Whenever I watch a movie on DVD I see the add pop up threatening a $250,000 fine and emphasizing that “piracy is not a victimless crime”. I also remember all of the histrionics several years ago about Napster and file-sharing. Though not as many people use expensive programming software, operating systems and Office software are still pretty pricy. Yet when I looked online for articles about this issue relating to virtual machines, I didn’t find much at all. Lots of stuff about cracking installs of software and piracy, but nothing about cloning operating systems. Am I missing something?

In engineering and business there are always a lot of ethical decisions that need to be made. Most people try and do the best they can to be honorable about these temptations, but there are now and have always been those who will do anything for a buck. Beyond self-policing by companies and significant penalties for those who get caught, there seems to be very little that can be done by manufacturers to prevent this type of piracy in the future.

Have you seen a lot of this in your work environment? Do you use virtual machines for your programming software?


Electrical Engineer and business owner from the Nashville, Tennessee area. I also play music, Chess and Go.

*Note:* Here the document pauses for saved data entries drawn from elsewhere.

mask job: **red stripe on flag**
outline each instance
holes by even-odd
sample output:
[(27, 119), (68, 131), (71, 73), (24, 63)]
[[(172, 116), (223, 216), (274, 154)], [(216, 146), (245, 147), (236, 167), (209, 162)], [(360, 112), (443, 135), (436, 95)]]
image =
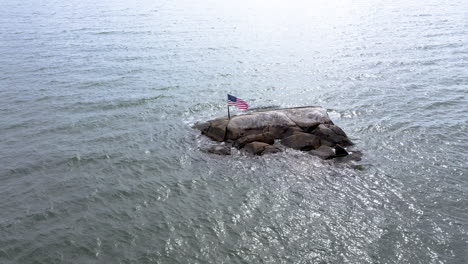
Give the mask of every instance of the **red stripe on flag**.
[(228, 101), (229, 106), (235, 106), (239, 109), (249, 109), (249, 104), (243, 99), (237, 98), (236, 102)]

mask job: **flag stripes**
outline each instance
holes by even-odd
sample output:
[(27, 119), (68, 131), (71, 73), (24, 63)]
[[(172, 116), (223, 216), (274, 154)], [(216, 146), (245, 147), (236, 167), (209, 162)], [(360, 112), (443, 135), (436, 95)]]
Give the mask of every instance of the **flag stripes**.
[(249, 109), (249, 104), (244, 99), (237, 98), (228, 94), (228, 105), (235, 106), (239, 109)]

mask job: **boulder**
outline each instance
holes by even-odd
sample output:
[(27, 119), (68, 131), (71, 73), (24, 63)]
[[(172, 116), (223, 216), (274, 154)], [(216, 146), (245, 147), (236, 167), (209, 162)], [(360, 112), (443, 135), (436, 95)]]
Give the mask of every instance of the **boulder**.
[(327, 110), (320, 106), (286, 108), (278, 111), (285, 113), (292, 122), (300, 127), (310, 127), (316, 123), (333, 124), (328, 117)]
[(346, 151), (346, 149), (344, 149), (342, 146), (336, 145), (335, 154), (337, 157), (344, 157), (344, 156), (348, 156), (348, 151)]
[(336, 125), (330, 125), (330, 129), (335, 132), (335, 134), (339, 135), (342, 137), (343, 140), (343, 145), (344, 146), (351, 146), (353, 145), (353, 142), (348, 138), (348, 135), (341, 129), (339, 126)]
[(204, 129), (202, 130), (202, 134), (216, 141), (224, 141), (226, 138), (226, 128), (228, 123), (229, 120), (225, 118), (209, 121), (208, 127), (207, 125), (200, 125)]
[(275, 137), (274, 137), (274, 134), (271, 132), (265, 132), (265, 133), (256, 134), (256, 135), (249, 135), (249, 136), (245, 136), (245, 137), (241, 137), (237, 139), (236, 141), (234, 141), (232, 146), (235, 148), (241, 149), (246, 144), (252, 143), (254, 141), (263, 142), (263, 143), (267, 143), (271, 145), (275, 143)]
[(319, 106), (295, 107), (234, 116), (227, 127), (227, 139), (260, 134), (265, 128), (310, 127), (316, 123), (332, 124), (327, 111)]
[(331, 147), (328, 147), (328, 146), (325, 146), (325, 145), (322, 145), (322, 146), (320, 146), (319, 148), (317, 148), (315, 150), (309, 151), (309, 154), (312, 154), (314, 156), (318, 156), (318, 157), (320, 157), (321, 159), (324, 159), (324, 160), (336, 157), (335, 151)]
[(262, 155), (263, 151), (270, 146), (267, 143), (263, 142), (251, 142), (247, 145), (245, 145), (244, 149), (250, 154), (254, 155)]
[(339, 144), (343, 146), (349, 146), (352, 144), (346, 134), (344, 134), (343, 130), (337, 129), (335, 125), (320, 124), (314, 130), (312, 130), (311, 133), (319, 137), (325, 145), (334, 146)]
[(263, 132), (271, 133), (275, 139), (280, 139), (289, 128), (288, 126), (267, 126), (263, 129)]
[(283, 138), (281, 144), (297, 150), (311, 150), (320, 146), (320, 139), (317, 136), (297, 132), (289, 137)]
[(238, 138), (260, 134), (266, 127), (289, 127), (295, 124), (281, 111), (258, 112), (231, 118), (227, 127), (227, 138)]
[(337, 134), (337, 135), (339, 135), (339, 136), (346, 137), (346, 138), (348, 137), (348, 136), (346, 135), (346, 133), (343, 131), (343, 129), (341, 129), (339, 126), (331, 125), (331, 126), (329, 126), (329, 128), (330, 128), (333, 132), (335, 132), (335, 134)]
[(284, 133), (282, 134), (281, 138), (287, 138), (289, 136), (292, 136), (296, 133), (304, 133), (305, 131), (302, 130), (302, 128), (300, 127), (297, 127), (297, 126), (293, 126), (293, 127), (288, 127)]
[(307, 124), (307, 126), (300, 126), (304, 131), (310, 133), (311, 131), (315, 130), (321, 123), (320, 122), (313, 122)]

1 Comment on “Engineering Ethics and Software

  1. Frank,
    I have often seen software used without proper license in previous work places. I’ve seen less of it in recent years. When I was a student in college, pirated software was common, and mostly used for personal use. While it is necessary for companies and people to protect their intellectual property, there must be a happy medium of meeting the needs of the customer, while protecting the companies interests. Digital media as a whole has moved to virtual or cloud based, and this benefits both parties. The disadvantage of licensing is the license itself, handling and securing is a major hassle. While specialized software companies may not have the volume to justify free updates as does microsoft, permanent licenses still have a VERY useful purpose.